Water Treatment Plants
1. Sewage Treatment Plant
Sewage treatment is the process of removing contaminants from municipal wastewater, containing mainly household sewage plus some industrial wastewater. Physical, chemical, and biological processes are used to remove contaminants and produce treated wastewater (or treated effluent) that is safe enough for release into the environment. A by-product of sewage treatment is a semi-solid waste or slurry, called sewage sludge. The sludge has to undergo further treatment before being suitable for disposal or application to land.

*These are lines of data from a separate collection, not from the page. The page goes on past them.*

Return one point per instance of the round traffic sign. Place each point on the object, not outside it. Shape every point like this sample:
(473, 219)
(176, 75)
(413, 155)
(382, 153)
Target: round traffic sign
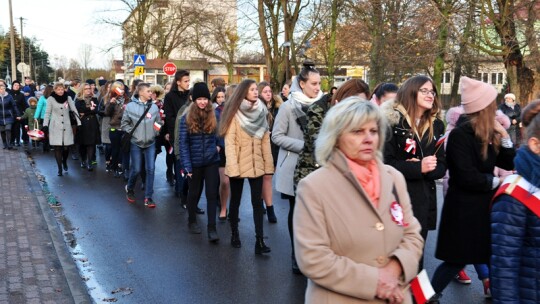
(169, 68)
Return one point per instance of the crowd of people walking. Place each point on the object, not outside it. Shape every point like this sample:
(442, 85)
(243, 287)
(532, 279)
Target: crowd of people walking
(358, 168)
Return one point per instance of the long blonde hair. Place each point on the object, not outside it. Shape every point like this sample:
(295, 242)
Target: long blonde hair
(483, 124)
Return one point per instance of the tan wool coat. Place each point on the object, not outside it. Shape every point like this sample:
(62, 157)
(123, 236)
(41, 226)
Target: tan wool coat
(247, 156)
(341, 239)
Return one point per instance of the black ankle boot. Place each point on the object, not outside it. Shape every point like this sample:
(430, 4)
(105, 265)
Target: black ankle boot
(212, 234)
(235, 239)
(271, 215)
(260, 246)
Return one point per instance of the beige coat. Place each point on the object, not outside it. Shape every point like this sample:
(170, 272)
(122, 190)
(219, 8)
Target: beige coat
(247, 156)
(341, 239)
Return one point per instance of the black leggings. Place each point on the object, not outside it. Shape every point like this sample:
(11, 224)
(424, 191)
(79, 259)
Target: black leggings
(87, 153)
(61, 154)
(210, 176)
(292, 203)
(237, 185)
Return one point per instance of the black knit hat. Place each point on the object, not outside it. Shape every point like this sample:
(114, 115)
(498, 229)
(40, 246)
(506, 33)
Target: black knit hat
(200, 89)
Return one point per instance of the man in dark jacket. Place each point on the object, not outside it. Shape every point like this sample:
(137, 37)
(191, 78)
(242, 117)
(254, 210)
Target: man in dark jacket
(20, 101)
(176, 99)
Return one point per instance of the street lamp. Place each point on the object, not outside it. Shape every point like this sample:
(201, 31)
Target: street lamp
(287, 45)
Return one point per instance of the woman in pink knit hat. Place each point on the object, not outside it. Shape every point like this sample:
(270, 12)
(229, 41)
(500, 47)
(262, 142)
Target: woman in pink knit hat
(475, 146)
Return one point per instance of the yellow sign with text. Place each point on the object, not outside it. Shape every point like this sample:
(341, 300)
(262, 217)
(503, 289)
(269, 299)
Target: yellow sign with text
(138, 71)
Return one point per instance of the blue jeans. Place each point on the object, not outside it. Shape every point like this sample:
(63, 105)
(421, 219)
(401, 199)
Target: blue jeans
(137, 153)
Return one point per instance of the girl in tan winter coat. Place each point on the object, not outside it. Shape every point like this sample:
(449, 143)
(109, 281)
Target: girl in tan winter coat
(244, 126)
(355, 236)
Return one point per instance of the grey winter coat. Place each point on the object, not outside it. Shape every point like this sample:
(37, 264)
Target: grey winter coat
(288, 135)
(8, 110)
(145, 134)
(57, 119)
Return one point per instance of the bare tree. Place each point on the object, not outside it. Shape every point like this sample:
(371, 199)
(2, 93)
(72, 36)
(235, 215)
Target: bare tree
(169, 23)
(85, 57)
(216, 36)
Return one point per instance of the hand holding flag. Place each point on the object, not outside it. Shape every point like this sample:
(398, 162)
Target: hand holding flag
(421, 288)
(440, 142)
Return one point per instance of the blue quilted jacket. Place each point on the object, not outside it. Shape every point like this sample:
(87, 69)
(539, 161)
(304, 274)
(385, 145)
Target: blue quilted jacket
(515, 259)
(197, 149)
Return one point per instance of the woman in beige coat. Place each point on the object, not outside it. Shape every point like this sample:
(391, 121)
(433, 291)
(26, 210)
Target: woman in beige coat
(58, 124)
(244, 126)
(355, 235)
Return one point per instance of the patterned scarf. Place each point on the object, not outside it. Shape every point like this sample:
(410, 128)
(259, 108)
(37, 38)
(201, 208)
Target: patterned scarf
(252, 118)
(527, 164)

2. Effluent Treatment Plant
Effluent is an outflowing of water or gas to a natural body of water, from a structure such as a wastewater treatment plant, sewer pipe, or industrial outfall. Effluent, in engineering, is the stream exiting a chemical reactor. The treatment of effluents is essential to prevent pollution of the receiving water. The effluent water treatment plants are installed to reduce the possibility of pollution; biodegradable organics if left unsolved, the levels of contamination in the process of purification could damage bacterial treatment beds and lead to pollution of controlled waters.
3. RO Plant
Reverse osmosis (RO) is a water purification process that uses a partially permeable membrane to remove ions, unwanted molecules and larger particles from drinking water. In reverse osmosis, an applied pressure is used to overcome osmotic pressure, a colligative property that is driven by chemical potential differences of the solvent, a thermodynamic parameter. Reverse osmosis can remove many types of dissolved and suspended chemical species as well as biological ones (principally bacteria) from water, and is used in both industrial processes and the production of potable water. The result is that the solute is retained on the pressurized side of the membrane and the pure solvent is allowed to pass to the other side. To be "selective", this membrane should not allow large molecules or ions through the pores (holes), but should allow smaller components of the solution (such as solvent molecules, i.e., water, H2O) to pass freely.
4. Rain Water Harvesting
Rainwater harvesting (RWH) is the collection and storage of rain, rather than allowing it to run off. Rainwater is collected from a roof-like surface and redirected to a tank, cistern, deep pit (well, shaft, or borehole), aquifer or a reservoir with percolation. Dew and fog can also be collected with nets or other tools. Rainwater harvesting differs from storm water harvesting as the runoff is collected from roofs, rather than creeks, drains, roads or any other land surfaces. Its uses include watering gardens, livestock, irrigation, domestic use with proper treatment, and domestic heating. The harvested water can also be committed to longer-term storage or groundwater recharge. Rainwater harvesting is one of the simplest and oldest methods of self-supply of water for households, and residential and household scale projects usually financed by the user. However, larger systems for schools, hospitals and other facilities can run up costs only able to be financed by companies, organization and governmental units.